Wann immer Ace einen Ort zum Abschalten und durchatmen brauchte, war es dieser. Wann immer er einen Platz brauchte, an dem er sich erinnern konnte, dass er mehr war als nur ein unterhaltsames Opfer, dass er Träume und Ideen und Welten in seinem Kopf hatte, war es dieser. Mitunter konnte er hier für ein paar Stunden vergessen, dass die Realität tatsächlich so scheiße war, wie sie sich anfühlte. Und allein schon deswegen tat er alles in seiner Macht stehende, damit sich diese beiden Welten nie überschneiden konnten.

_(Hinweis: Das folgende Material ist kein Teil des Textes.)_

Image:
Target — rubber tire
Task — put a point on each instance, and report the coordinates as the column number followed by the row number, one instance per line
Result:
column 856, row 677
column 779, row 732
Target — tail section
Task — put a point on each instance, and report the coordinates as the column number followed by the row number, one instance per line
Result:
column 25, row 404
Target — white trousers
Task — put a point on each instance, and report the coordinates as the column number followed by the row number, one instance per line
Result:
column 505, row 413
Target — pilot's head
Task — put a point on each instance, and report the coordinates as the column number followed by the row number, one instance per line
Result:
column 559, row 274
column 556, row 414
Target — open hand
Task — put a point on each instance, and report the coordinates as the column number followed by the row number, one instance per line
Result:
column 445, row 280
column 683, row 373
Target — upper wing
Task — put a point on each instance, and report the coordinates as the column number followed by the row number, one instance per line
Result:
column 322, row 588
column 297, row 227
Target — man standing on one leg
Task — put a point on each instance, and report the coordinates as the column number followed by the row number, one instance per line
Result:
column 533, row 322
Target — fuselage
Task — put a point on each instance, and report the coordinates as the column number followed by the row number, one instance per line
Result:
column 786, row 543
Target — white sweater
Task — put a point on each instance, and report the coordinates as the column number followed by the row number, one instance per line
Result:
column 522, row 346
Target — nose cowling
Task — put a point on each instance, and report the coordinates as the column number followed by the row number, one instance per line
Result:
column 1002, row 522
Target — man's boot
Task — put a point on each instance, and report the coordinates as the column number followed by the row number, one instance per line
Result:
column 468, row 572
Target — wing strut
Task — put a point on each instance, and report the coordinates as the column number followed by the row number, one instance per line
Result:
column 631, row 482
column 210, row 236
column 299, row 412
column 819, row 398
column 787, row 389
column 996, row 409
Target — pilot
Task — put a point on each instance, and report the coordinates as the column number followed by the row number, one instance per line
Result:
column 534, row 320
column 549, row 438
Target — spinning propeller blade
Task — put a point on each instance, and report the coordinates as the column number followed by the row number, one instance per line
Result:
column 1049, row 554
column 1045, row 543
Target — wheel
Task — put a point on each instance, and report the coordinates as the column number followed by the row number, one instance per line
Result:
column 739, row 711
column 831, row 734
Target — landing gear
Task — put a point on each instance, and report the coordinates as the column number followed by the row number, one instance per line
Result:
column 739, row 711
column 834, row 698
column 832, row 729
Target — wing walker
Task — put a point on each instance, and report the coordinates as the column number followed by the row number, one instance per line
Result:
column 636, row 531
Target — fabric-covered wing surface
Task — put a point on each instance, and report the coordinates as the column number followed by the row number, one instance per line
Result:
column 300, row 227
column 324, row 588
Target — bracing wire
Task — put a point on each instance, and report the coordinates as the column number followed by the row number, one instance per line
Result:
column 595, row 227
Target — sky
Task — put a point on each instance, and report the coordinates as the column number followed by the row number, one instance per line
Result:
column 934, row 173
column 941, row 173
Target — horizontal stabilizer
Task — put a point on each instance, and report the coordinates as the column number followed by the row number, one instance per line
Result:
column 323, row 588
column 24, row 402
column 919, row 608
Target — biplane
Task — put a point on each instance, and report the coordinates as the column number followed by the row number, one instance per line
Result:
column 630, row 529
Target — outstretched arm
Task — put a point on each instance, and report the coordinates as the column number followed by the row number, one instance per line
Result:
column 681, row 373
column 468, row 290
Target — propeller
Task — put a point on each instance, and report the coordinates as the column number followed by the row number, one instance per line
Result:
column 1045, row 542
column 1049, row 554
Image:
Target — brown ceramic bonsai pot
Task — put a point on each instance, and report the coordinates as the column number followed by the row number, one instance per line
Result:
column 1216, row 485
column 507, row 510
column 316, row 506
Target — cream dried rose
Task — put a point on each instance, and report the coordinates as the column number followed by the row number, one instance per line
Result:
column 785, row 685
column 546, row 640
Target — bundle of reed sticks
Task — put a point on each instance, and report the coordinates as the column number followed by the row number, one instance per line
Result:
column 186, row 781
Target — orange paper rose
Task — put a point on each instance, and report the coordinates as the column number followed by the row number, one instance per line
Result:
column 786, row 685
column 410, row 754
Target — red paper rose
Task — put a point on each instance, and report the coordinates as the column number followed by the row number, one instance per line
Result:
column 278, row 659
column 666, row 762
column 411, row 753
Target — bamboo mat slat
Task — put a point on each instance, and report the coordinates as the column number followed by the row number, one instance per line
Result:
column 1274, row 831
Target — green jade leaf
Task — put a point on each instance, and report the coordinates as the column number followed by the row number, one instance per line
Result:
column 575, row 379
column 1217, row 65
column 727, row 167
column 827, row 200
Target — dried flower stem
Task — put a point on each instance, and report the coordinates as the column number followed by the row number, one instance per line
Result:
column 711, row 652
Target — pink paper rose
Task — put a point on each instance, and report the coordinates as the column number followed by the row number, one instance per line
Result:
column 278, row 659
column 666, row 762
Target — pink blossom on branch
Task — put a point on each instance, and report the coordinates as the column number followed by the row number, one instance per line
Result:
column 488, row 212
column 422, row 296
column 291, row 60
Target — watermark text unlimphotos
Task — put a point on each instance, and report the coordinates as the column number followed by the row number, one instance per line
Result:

Er stieg auf einer Treppe zu Boden, die ihm aus umherflatternden Spielkarten erbaut wurde, und winkte eine der Taxiblasen näher, in der sich sein Charakter in die Polster sinken ließ. „Mortal Realms starten", meinte er, und die Blase zischte davon, hin zum Spiel, dass im Hintergrund lud.

Schließlich rutschte Ace von seinem Sitz und verließ die Blase auf einem Anwendungsstartplatz, vor breiten Toren, deren schimmerndes inneres Portal umrahmt war von schwarzen Ranken, vergessenen Waffen, mystischen Runen und zwei Engelsflügeln, die sich besitzergreifend um die Spitze des Tores schlangen. Ein typischer Spieleingang, und einer, der dem Besucher sofort verriet, was er zu erwarten hatte.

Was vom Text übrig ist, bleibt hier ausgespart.